Les hommes de Wren.
Au chalet, Wren, elle, s'occupait de Brian, qui était allongé, la tête posée sur sa poitrine.
- Tu m'appelleras ? s'inquiéta-t-elle.
- Quand ça ?
- Euh... quand la lune passera au-dessus de la montagne... Non, quand les hirondelles reviendront à Capistrano.
Elle l'embrassa sur la joue.
- Et d'après toi, imbécile ?
- Bon, je t'appellerai.
- Promis ?
- Mmm...
- Juste "oui" ou "non".
- OK.
- Si tu ne le fais pas, menaça-t-elle, je téléphonerai chez toi pour foutre la merde.
Il sourit.
Elle explora avec ses doigts la chevelure châtain, bouclée et souple de Brian.
- C'était gentil, de laisser les garçons prendre la limousine.
- N'en parlons plus... Que vas-tu faire de ta voiture ?
Elle recommença à s'agiter.
- Eh bien, Booter m'a demandé de la laisser ici.
- Ah.
- J'ai fait tout ce qu'il y avait à faire, après tout.
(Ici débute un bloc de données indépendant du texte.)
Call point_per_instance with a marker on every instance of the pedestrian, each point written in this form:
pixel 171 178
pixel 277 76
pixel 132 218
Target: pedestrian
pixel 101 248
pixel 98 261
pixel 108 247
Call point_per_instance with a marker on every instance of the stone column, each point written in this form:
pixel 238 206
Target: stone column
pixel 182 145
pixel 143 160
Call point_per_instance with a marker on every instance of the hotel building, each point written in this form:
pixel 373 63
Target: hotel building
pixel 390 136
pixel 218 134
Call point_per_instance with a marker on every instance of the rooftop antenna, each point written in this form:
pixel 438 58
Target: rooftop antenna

Je ne suis pas sa femme.
"Pourquoi faut-il toujours que je me justifie ?"
- C'est vrai.
- J'appellerai chez lui quand j'arriverai à Chicago. Quelqu'un pourra sans doute m'en dire plus à ce moment-là.
Elle poussa un soupir maternel.
- Je déteste jouer les putes, ajouta-t-elle d'une voix triste. Ça implique trop de responsabilités.
- Ne parle pas comme ça.
Elle sourit et glissa ses doigts à travers les poils frisés du torse de Brian.
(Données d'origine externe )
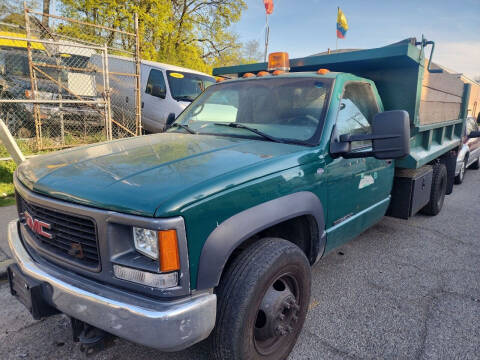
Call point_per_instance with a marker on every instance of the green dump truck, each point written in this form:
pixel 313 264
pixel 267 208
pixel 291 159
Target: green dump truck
pixel 210 229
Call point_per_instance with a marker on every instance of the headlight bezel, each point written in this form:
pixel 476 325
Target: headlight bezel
pixel 146 242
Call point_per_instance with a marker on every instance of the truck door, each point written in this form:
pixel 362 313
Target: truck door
pixel 154 101
pixel 357 189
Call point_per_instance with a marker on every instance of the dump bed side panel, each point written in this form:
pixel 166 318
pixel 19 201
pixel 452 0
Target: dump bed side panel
pixel 441 97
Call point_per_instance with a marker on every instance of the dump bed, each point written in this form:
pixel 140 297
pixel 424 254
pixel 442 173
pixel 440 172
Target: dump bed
pixel 436 100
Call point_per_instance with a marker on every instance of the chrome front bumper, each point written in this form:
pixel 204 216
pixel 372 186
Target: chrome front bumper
pixel 167 326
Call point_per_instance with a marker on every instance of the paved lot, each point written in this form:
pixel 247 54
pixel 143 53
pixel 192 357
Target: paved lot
pixel 402 290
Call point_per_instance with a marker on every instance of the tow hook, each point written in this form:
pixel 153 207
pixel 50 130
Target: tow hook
pixel 92 340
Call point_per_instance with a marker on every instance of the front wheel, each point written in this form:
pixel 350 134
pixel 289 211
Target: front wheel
pixel 262 302
pixel 475 165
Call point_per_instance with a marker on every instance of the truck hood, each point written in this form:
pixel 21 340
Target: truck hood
pixel 138 175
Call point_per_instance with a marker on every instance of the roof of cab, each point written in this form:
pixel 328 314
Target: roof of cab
pixel 161 66
pixel 306 74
- Merci pour l'indignation, mais je n'ai pas honte de ce que j'ai fait. Je voulais tenter l'expérience, je voulais de l'argent... Et Booter a eu lui aussi ce qu'il voulait.
Le téléphone de la table de nuit sonna.
- Allô ? fit-elle d'une voix flûtée, comme une réceptionniste parfaitement rodée.
- Wren, c'est moi, commença la voix à l'autre bout du fil.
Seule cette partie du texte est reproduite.